PDA

View Full Version : x264, core2 duo, mingw and sse2


morph166955
5th February 2007, 05:21
For those who didnt see my post a few weeks ago, here was my original problem. I was getting a bad instruction error when using x264 with mencoder with in the first few frames of the file (generally less then 7 frames). This obviously was really annoying since it meant that I couldn't use x264 with mencoder (my personal preference in encoders). I surmised that it was a problem with the way the compile of either x264 or mencoder was done so i just finally had the time to do a whole lot of encodes with different options, noticing that some worked, and some didn't.

I found two fixes and I'm not sure which is better so thats why im posting this here. Ultimately the problem lies in the way x264 does its SSE2 assembly optimizations. After searching on here i found a similar issue seen on the newer macs (the ones with the new intel core and core2 chips) dealing with common/i386/i386inc.asm and the following code (note: this is the WORKING version if it, bascially all commented out)


; Name of the .rodata section. On OS X we cannot use .rodata because NASM
; is unable to compute address offsets outside of .text so we use the .text
; section instead until NASM is fixed.
%macro SECTION_RODATA 0
; %ifidn __OUTPUT_FORMAT__,macho
; SECTION .text align=16
; fakegot:
; %else
; SECTION .rodata data align=16
; %endif
%endmacro


Now im not entirely sure what this does but it seems to work when i compile everything normally and only have this patch applied to the source. It should be noted that x264 does compile successfully and none of the nasm runs make any complaints, it only fails upon usage.

The second fix is removing -DHAVE_SSE2 from the gcc options in the config.mak file before compiling. both of which have generated almost identical frame rates with mencoder so i'd assume that they both do roughly the same thing.

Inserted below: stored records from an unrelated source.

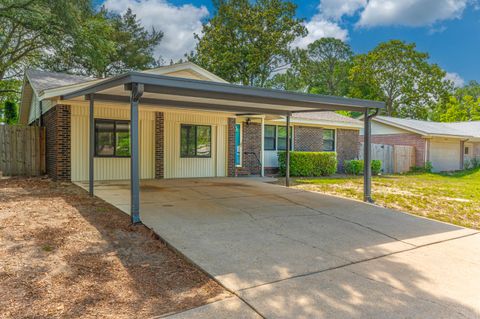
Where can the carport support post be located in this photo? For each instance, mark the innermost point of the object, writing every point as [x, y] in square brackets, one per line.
[287, 153]
[367, 157]
[137, 92]
[91, 146]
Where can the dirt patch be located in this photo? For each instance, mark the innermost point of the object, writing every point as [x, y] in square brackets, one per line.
[64, 254]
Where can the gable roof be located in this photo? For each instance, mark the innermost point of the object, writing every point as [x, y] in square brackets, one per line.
[428, 128]
[45, 84]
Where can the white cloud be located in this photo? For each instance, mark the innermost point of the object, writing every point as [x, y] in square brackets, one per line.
[457, 80]
[334, 9]
[321, 28]
[178, 23]
[412, 13]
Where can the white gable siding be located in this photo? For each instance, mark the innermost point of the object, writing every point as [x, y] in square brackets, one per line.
[445, 154]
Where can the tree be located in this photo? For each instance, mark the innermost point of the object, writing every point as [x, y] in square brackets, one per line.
[10, 115]
[29, 27]
[459, 110]
[245, 42]
[106, 44]
[398, 74]
[322, 68]
[327, 66]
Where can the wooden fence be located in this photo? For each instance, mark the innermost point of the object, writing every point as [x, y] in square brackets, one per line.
[395, 158]
[22, 150]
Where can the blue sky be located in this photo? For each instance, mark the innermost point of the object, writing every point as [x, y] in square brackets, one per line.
[449, 30]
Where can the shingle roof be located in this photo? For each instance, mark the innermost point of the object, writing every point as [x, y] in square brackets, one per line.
[326, 116]
[43, 80]
[436, 128]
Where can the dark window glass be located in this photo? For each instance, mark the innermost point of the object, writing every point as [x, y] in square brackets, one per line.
[270, 137]
[282, 138]
[112, 138]
[328, 140]
[195, 140]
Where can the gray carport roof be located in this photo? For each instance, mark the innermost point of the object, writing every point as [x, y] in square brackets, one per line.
[166, 91]
[197, 94]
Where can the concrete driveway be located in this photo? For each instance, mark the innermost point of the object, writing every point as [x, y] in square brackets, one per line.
[288, 253]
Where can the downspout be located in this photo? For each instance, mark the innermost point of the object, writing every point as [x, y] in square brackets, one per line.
[367, 156]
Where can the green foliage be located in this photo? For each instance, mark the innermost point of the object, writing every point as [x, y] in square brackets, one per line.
[398, 74]
[322, 68]
[30, 28]
[10, 112]
[309, 163]
[466, 109]
[106, 44]
[427, 168]
[246, 41]
[355, 167]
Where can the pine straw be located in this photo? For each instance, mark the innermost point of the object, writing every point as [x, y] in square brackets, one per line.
[64, 254]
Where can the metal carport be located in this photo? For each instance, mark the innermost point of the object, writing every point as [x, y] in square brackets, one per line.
[166, 91]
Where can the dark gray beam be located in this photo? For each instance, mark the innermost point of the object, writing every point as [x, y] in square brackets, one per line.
[367, 156]
[301, 105]
[287, 153]
[91, 146]
[158, 81]
[187, 105]
[137, 91]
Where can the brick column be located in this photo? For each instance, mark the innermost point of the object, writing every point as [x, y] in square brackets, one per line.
[159, 145]
[347, 146]
[231, 148]
[57, 122]
[308, 139]
[252, 145]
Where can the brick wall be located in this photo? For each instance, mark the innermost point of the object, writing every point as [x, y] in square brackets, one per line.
[231, 148]
[159, 144]
[252, 143]
[308, 139]
[347, 146]
[58, 153]
[413, 139]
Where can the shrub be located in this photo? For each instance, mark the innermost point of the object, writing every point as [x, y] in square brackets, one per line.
[309, 163]
[427, 168]
[355, 167]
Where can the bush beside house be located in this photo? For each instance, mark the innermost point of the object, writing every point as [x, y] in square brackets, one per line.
[306, 164]
[355, 167]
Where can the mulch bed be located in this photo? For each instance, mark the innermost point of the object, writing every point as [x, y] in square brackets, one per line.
[64, 254]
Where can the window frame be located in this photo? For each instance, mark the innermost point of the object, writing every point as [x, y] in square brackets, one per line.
[334, 139]
[278, 137]
[274, 137]
[196, 141]
[110, 121]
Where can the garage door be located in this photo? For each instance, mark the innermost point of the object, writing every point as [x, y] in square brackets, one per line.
[445, 156]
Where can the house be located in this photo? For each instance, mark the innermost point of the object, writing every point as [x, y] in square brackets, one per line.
[179, 121]
[319, 131]
[446, 145]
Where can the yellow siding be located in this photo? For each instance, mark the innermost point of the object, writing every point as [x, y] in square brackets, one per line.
[110, 168]
[176, 167]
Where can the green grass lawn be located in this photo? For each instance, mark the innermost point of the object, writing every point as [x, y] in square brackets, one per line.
[453, 198]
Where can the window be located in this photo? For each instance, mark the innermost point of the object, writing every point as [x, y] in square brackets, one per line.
[282, 138]
[270, 137]
[195, 140]
[112, 138]
[328, 140]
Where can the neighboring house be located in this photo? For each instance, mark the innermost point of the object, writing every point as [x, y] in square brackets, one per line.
[446, 145]
[175, 142]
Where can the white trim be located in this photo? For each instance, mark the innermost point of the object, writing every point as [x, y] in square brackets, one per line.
[322, 123]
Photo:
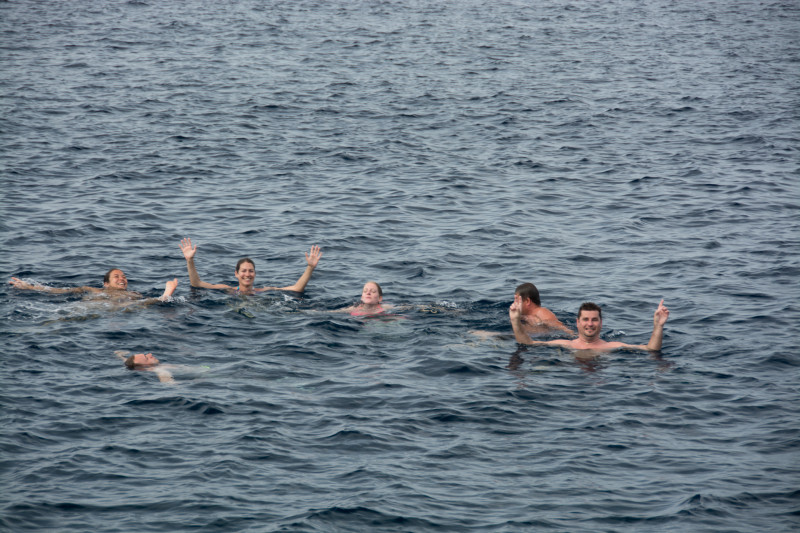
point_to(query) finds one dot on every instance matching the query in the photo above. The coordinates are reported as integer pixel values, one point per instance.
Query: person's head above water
(115, 279)
(141, 360)
(589, 321)
(246, 272)
(372, 294)
(529, 291)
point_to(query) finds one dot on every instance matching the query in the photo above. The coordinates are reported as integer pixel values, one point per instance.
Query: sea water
(618, 152)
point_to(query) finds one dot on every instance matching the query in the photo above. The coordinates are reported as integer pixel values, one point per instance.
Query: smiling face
(371, 295)
(116, 280)
(246, 274)
(589, 324)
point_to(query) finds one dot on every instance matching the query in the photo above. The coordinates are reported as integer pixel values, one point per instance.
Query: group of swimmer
(527, 315)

So the question is, which is better, and why is this happening in the first place? without doing this, the only x264 i can do on my shiny new core2duo laptop is a first pass run. neither a one pass crf nor a second pass run works unless one of these two are implemented. I have tried multiple versions of mencoder from all different sources (including sharktooths builds both the cpu detection and his core2 build as well as the other generic vanilla builds) and all of them fail. I have to assume that a few other people on here have core2's or core's and unless they arent speaking up too much, they arent having issues so why am I? My laptop is a lenovo x60 with a core2 duo 2.0ghz, 1.5gb ram, 160gig hdd, and all the other generic things in the system.

Thanks in advance!

akupenguin
5th February 2007, 07:27
Removing -DHAVE_SSE2 disables SSE2 (did you expect it do do something else?). This doesn't really matter on AMD cpus, but should be a measurable speed penalty on core2 (17% slower here).

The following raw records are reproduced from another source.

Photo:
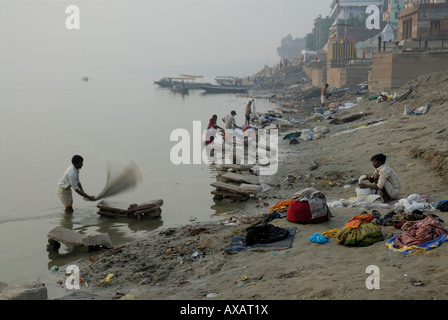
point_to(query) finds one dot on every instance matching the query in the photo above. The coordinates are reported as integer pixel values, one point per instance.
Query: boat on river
(184, 80)
(225, 88)
(226, 84)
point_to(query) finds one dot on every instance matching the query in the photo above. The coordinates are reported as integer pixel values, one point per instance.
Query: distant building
(342, 10)
(391, 10)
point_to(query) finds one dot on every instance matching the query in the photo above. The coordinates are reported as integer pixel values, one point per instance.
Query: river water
(44, 123)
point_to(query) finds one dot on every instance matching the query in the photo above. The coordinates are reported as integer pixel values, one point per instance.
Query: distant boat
(185, 80)
(183, 90)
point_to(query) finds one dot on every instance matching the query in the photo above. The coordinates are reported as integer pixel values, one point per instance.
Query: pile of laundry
(424, 235)
(360, 230)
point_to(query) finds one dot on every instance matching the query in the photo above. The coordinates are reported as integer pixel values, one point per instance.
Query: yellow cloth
(356, 221)
(280, 206)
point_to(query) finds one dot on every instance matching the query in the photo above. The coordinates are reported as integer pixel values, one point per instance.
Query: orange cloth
(356, 221)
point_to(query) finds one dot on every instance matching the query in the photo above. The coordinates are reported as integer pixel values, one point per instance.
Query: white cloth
(120, 178)
(229, 122)
(70, 178)
(388, 179)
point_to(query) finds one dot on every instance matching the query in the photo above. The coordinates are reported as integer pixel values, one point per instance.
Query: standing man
(211, 130)
(248, 112)
(69, 180)
(324, 95)
(384, 178)
(229, 121)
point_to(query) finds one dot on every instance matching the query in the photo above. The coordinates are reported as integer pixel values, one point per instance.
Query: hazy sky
(135, 33)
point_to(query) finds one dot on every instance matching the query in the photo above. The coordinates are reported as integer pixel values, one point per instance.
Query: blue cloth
(318, 238)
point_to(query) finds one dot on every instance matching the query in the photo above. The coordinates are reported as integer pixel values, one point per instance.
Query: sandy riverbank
(162, 267)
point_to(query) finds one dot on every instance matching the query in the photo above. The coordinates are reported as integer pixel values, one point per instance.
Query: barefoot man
(384, 178)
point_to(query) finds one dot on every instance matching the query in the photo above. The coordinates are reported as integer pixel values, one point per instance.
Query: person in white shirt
(69, 180)
(384, 178)
(229, 121)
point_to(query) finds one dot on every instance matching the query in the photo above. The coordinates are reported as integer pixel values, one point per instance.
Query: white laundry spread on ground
(120, 178)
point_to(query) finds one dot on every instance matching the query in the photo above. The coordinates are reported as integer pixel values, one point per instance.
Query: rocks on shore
(235, 182)
(24, 291)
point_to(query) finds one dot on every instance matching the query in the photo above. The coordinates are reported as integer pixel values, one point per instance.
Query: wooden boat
(225, 89)
(183, 90)
(149, 209)
(185, 80)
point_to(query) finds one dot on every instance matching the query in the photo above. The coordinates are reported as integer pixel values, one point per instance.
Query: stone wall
(340, 77)
(395, 69)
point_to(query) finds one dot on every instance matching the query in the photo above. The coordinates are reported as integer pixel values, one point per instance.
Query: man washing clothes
(69, 180)
(384, 179)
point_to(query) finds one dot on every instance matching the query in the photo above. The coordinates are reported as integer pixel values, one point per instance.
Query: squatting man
(384, 179)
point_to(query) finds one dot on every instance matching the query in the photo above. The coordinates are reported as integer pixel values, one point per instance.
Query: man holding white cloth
(69, 180)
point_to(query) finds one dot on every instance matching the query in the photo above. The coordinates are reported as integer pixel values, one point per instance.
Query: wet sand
(163, 267)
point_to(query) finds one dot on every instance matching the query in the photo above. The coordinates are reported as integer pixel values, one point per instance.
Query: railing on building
(351, 63)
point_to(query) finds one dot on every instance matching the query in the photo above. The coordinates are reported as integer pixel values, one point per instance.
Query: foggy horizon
(148, 36)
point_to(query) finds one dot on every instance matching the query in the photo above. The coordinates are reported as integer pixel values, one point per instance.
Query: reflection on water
(120, 231)
(44, 123)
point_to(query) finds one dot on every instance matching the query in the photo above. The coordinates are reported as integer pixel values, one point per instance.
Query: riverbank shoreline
(190, 262)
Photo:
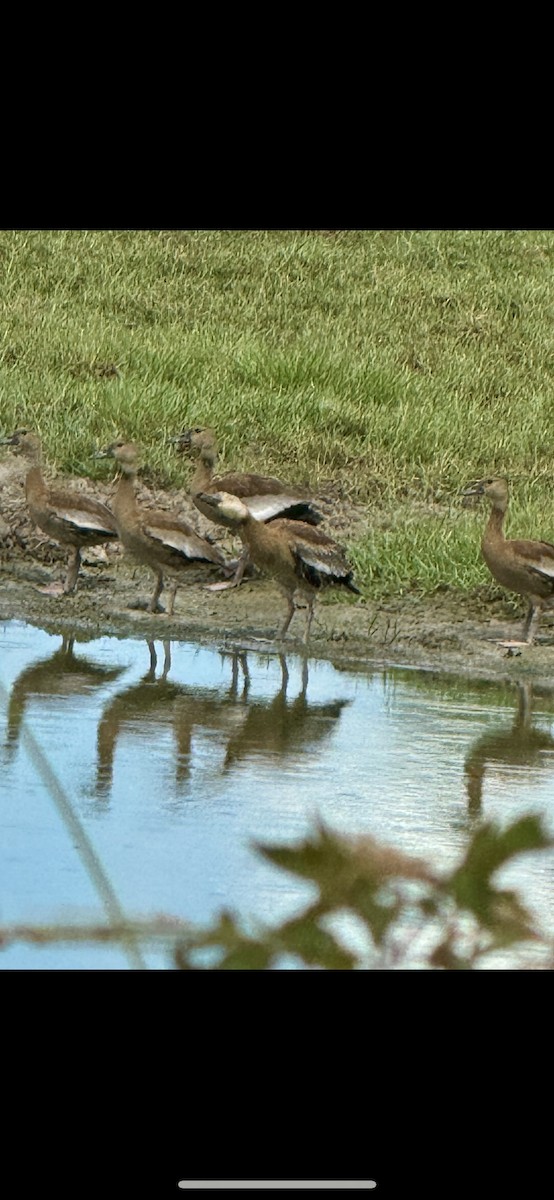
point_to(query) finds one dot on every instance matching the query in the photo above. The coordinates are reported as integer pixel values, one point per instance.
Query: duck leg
(289, 615)
(73, 570)
(309, 619)
(531, 622)
(156, 593)
(172, 599)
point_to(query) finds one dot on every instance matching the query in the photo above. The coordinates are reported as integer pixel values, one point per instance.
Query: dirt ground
(444, 633)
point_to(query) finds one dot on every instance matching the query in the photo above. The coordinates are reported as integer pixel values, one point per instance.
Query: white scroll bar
(338, 1185)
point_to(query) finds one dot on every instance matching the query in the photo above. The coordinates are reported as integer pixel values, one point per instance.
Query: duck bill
(181, 439)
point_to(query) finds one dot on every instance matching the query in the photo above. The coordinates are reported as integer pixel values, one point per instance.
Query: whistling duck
(522, 567)
(518, 745)
(300, 558)
(160, 540)
(265, 497)
(66, 516)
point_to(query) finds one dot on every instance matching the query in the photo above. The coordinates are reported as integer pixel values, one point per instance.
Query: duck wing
(318, 558)
(268, 497)
(178, 535)
(536, 557)
(82, 514)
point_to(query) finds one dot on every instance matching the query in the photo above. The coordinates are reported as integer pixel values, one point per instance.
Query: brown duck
(522, 567)
(66, 516)
(160, 540)
(300, 558)
(265, 497)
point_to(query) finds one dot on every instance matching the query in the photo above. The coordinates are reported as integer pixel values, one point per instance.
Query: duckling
(66, 516)
(300, 558)
(264, 496)
(160, 540)
(523, 567)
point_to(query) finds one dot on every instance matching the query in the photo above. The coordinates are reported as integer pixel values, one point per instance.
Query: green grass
(398, 363)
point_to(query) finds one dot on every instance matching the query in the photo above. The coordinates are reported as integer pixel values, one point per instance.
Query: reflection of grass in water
(79, 838)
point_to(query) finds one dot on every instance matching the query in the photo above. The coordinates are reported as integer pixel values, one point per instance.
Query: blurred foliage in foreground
(405, 915)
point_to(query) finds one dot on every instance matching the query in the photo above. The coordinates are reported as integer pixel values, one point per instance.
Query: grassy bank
(398, 363)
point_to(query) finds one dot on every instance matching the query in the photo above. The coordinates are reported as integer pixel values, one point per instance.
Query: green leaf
(315, 946)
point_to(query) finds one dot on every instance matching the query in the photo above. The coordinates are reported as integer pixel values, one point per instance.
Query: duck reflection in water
(521, 745)
(155, 703)
(61, 673)
(279, 727)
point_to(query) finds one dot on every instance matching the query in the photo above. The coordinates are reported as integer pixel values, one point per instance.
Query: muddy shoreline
(446, 633)
(443, 634)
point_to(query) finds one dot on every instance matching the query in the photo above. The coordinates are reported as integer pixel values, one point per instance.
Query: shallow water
(173, 759)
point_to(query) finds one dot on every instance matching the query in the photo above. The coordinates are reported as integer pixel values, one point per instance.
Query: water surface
(176, 757)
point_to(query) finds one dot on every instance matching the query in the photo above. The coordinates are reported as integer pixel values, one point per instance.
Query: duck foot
(144, 606)
(52, 589)
(509, 646)
(221, 587)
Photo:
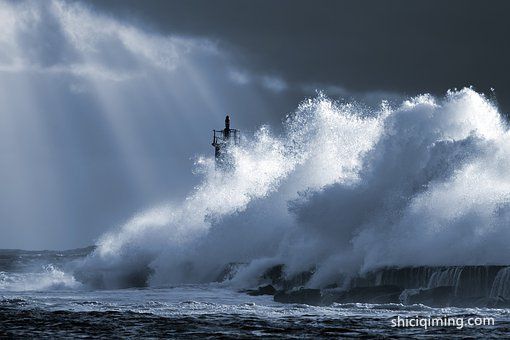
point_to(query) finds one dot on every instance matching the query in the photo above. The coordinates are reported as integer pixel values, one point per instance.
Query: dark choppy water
(38, 298)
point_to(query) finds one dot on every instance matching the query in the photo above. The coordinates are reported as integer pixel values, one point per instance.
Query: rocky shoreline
(453, 286)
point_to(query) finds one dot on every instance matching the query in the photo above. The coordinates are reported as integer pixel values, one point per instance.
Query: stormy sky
(105, 104)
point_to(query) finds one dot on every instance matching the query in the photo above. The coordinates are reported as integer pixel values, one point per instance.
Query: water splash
(341, 190)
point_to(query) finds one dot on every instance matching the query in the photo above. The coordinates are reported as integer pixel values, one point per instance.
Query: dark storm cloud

If there's any difference between 1st pass and 2nd pass or 1pass, it can only mean that the crash is specific to some features you disabled for fast-1st-pass.

morph166955
5th February 2007, 14:45
yea the -DHAVE_SSE2 is obviously disabling that, i can only assume that the other code disables the same thing (or more?). id love to know why this is happening and how to fix it (even if its an unofficial patch that i can apply myself) so that i can get that speed back. i really wanna see what this thing can do and thus far ive been very limited in testing because of all of this.